Oct 12, 2004 11:05
Hmm, I miss this journal. It's better....I guess. Anyways, so Tom said he was gonna help me find a car. Everyone said he was full of shit. But he did it. He found a good one yesterday as he said he would do on Monday. He also said that if I dont want that one we can keep looking. ha bitches. He followed through w/ something. That makes me happy. I knew he would though. So hopefully w/ in the next week or so I will have a new car. Yay.
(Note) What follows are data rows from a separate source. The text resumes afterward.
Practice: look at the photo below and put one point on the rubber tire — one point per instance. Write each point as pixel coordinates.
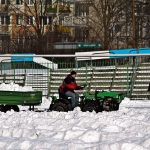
(13, 107)
(116, 106)
(2, 108)
(88, 107)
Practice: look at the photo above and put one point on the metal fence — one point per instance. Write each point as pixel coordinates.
(121, 73)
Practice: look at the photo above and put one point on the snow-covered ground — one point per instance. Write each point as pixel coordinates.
(126, 129)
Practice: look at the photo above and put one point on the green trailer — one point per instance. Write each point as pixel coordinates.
(11, 99)
(101, 101)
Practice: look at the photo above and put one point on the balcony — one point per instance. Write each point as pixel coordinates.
(61, 10)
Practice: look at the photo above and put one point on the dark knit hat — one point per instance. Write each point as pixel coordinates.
(73, 72)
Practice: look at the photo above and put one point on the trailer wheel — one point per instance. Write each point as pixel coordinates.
(60, 107)
(13, 107)
(2, 108)
(116, 106)
(107, 104)
(89, 107)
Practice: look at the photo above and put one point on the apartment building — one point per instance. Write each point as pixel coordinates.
(20, 19)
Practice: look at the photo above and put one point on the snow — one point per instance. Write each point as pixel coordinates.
(126, 129)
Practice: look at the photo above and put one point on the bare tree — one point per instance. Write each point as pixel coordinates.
(107, 20)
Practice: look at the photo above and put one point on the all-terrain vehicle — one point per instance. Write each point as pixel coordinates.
(90, 101)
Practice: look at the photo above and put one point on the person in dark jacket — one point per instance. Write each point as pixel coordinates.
(67, 88)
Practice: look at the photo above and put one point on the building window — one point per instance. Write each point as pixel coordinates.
(5, 1)
(19, 20)
(43, 20)
(30, 20)
(30, 2)
(81, 9)
(4, 20)
(19, 2)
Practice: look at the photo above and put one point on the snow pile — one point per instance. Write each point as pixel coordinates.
(14, 87)
(126, 129)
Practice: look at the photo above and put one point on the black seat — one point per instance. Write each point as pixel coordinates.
(62, 95)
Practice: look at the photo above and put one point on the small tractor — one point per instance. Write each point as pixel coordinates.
(97, 101)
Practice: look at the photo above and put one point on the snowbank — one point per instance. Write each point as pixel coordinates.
(126, 129)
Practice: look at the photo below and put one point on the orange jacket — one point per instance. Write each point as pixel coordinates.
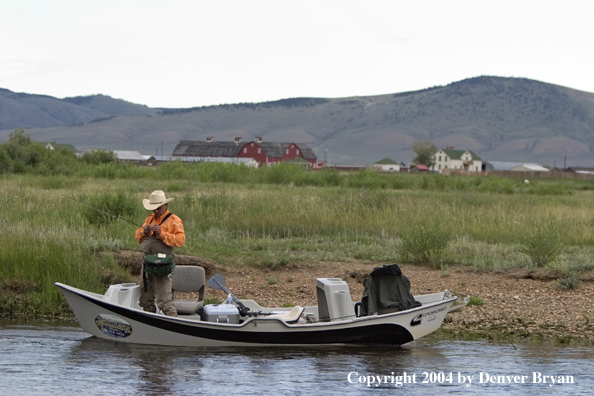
(172, 230)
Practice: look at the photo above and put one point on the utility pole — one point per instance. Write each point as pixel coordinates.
(565, 165)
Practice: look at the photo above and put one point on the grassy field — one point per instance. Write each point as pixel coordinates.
(282, 215)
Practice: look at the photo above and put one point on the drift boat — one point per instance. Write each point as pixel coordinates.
(117, 316)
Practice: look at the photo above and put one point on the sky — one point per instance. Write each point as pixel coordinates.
(187, 53)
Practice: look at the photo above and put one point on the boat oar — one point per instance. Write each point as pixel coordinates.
(217, 282)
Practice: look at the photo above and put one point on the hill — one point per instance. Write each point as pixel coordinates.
(22, 110)
(505, 119)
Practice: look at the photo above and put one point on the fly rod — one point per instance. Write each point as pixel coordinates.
(97, 209)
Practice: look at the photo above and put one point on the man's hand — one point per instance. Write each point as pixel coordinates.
(156, 229)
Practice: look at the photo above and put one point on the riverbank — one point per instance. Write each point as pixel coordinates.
(518, 304)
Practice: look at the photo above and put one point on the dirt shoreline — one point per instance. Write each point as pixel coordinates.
(518, 304)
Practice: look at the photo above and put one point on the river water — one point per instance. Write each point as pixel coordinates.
(60, 359)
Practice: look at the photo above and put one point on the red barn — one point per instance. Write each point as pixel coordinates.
(266, 153)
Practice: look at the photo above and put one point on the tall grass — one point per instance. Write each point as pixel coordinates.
(274, 217)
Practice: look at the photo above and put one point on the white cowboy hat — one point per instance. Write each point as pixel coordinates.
(156, 200)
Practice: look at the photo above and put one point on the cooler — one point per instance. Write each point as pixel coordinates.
(221, 313)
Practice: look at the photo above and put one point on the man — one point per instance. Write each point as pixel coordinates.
(160, 233)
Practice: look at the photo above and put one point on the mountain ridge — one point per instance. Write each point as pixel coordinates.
(499, 118)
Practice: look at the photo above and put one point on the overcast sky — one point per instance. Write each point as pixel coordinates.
(185, 53)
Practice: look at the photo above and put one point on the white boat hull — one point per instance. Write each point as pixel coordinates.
(100, 316)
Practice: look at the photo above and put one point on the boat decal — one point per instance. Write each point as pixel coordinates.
(113, 325)
(416, 320)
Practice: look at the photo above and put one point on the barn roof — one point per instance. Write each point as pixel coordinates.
(193, 148)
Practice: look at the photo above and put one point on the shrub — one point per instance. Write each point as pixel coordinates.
(571, 282)
(543, 245)
(425, 244)
(475, 301)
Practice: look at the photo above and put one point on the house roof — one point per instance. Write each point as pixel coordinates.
(457, 154)
(68, 147)
(386, 161)
(530, 167)
(580, 169)
(128, 155)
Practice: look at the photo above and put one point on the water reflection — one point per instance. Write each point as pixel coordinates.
(42, 359)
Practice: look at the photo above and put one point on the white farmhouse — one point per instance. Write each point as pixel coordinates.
(530, 167)
(456, 159)
(387, 165)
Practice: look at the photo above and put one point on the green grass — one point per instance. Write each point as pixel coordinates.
(278, 217)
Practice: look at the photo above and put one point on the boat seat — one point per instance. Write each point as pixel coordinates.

I have to go to work in like ....80 minutes. Ugh, that makes it sound sooner. I'm so sick of working there. Being around the food makes me want to throw up and I dont like April. She's just too intimidating. It's like walking on .....shit I dont remember. But yeah, I can't be myself when she's working. The days just seem so long there. I liked it for a while but yeah, I just need to find another job. Maybe I'm just getting sick of it cause every day is the same for me. I've had like 2 days off since karissa quit like 3 weeks ago or something, and every day I go to school and then go strait go work and work from 12:30 to either 3 or 4 and then I go home or something. I dont like routines like this. It gets really old quick. I'd like to get out of school one day and just fucking go home. Hey, I think I get to tomorrow. I dont work tomorrow finally. But I'm not sure what time tom is taking me to check out that car so we'll see. Hmm, it's gonna suck working today. I wish I could just not but I can't do that so I just have to force myself to do it cause I can't be a loser. lol. After that I am going home and shit....I have vb homework to do....too bad I dont effing have vb. Uh oh. Maybe tom will let me come over tonight and the other tom can help me w/ it or something. That would be cool but I shouldn't get my hopes up. I at least need to try to get him to burn it for me tonight. Hmm, yay. Today is going to be longer than I thought. I need food. I'm gonna head out early and go find some.